Video 1. Examples of how to manipulate variables to prepare an athlete for biomechanical worst-case scenarios.
Manipulating any of the variables mentioned above to elicit a sufficient mechanical load can help prepare your athlete for possible in situ worst-case scenarios, which are unavoidable. If your athlete experiences a load that results in high KVMs in situ for the first time, you have done an insufficient job preparing your athlete. The best case in this situation is that the athlete loses the 1v1 situation and the opponent scores. The worst case is either a hamstring or bone-patella-bone graft as your brand new ACL.
The argument that movement patterns in closed COD tasks and open COD in response to a stimulus are different—so we must train a different skillset separately—is flawed and redundant. Yes, movement kinematics are significantly different, but we use COD drills to enhance the underlying physical capacity in the same way we use all sorts of vertical jumps to increase various lower limb characteristics (think RFD or stiffness). Never have I seen an athlete on the pitch perfectly execute a CMJ as we do in the gym all the time. Both are methods to trigger adaptations to increase an athlete’s physical capacities.
Embrace the Chaos
As with all interventions, a periodized approach is possible. When going from low load to high load, we can do:
- slow to fast entry velocity
- low to high cutting angle
- absence to presence of task constraints
- pre-planned to unplanned to affect preparation time
- a combination of all variables
Also, the amount of exposure per leg is plannable and quantifiable. While this all is in accordance with every text-book, it lacks skin in the game. On day one of preseason, athletes will start being exposed to all sorts of movement patterns in their particular sport. You can either convince your head coach to only run drills without any COD—as you need to progress load intensities over weeks (right?)—or you can start to microdose worst-case loads in your training.
Another popular approach to reducing high-risk movement patterns is to explicitly focus on isolated kinematic features, such as distinct joint positions or segment interactions throughout the motion, and ingrain them repetitively. Whether this approach alters the movement pattern favorably outside of the particular drill is highly questionable.
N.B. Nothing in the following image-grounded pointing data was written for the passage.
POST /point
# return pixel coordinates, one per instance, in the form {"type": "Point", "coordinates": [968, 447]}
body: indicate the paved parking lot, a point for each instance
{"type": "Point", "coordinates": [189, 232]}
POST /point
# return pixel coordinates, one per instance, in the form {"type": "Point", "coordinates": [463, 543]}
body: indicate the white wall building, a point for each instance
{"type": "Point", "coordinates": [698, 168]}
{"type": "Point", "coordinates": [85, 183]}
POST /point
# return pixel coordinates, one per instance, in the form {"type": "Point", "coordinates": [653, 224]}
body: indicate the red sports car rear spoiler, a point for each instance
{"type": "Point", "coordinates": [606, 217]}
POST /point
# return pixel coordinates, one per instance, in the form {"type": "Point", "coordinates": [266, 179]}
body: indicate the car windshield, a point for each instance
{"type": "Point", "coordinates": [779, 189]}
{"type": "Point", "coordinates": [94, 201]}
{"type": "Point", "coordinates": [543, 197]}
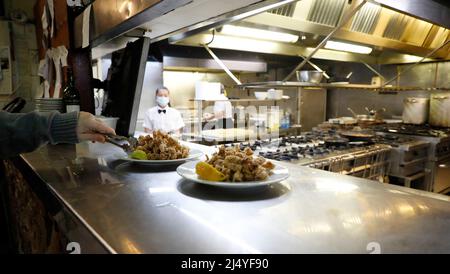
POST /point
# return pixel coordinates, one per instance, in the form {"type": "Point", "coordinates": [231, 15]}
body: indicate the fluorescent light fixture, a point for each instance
{"type": "Point", "coordinates": [348, 47]}
{"type": "Point", "coordinates": [259, 34]}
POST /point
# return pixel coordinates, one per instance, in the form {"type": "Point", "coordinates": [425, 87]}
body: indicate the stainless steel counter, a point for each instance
{"type": "Point", "coordinates": [152, 210]}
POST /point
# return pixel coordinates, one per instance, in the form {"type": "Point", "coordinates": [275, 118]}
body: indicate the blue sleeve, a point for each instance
{"type": "Point", "coordinates": [24, 132]}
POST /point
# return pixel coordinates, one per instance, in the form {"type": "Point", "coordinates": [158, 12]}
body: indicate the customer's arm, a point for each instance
{"type": "Point", "coordinates": [21, 133]}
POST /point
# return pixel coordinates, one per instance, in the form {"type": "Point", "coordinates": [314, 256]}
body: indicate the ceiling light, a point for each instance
{"type": "Point", "coordinates": [259, 34]}
{"type": "Point", "coordinates": [348, 47]}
As we know, movement is a function of the organism, the tasks, and the environment, and I want my athletes to be successful despite their situation. Hence, I very rarely cue distinct body positions or movement sequences. Instead, I expose my athletes to variable conditions (a constraints-led approach) and work on the underlying physical capacities so they can explore what movement patterns are best for each of them in their situation.
My Two Cents on COD for Sporting Success
With my work—increasing the physical capacity and preparing for worst-case scenarios—I have my athletes experience greater quantities and qualities of deliberate practice as well as high volumes of game exposure. The approach involves various simple and pragmatic COD drills to lower the risk of failure in worst-case scenarios and create success despite the often-compromised position they’re in.
Despite all the available evidence and the global experiences of the S&C community, “everything that is done in this world is done by hope” (Martin Luther, 1483-1546). We can only hope to do our athlete a service with our well-intended and reasonably justified interventions while acknowledging the inherent complexity of uncertainty of our profession.
1. Lee, et al. “Effects of Pivoting Neuromuscular Training on Pivoting Control and Proprioception.” Medicine and Science in Sports and Exercise2014; 46(7): 1400-1409.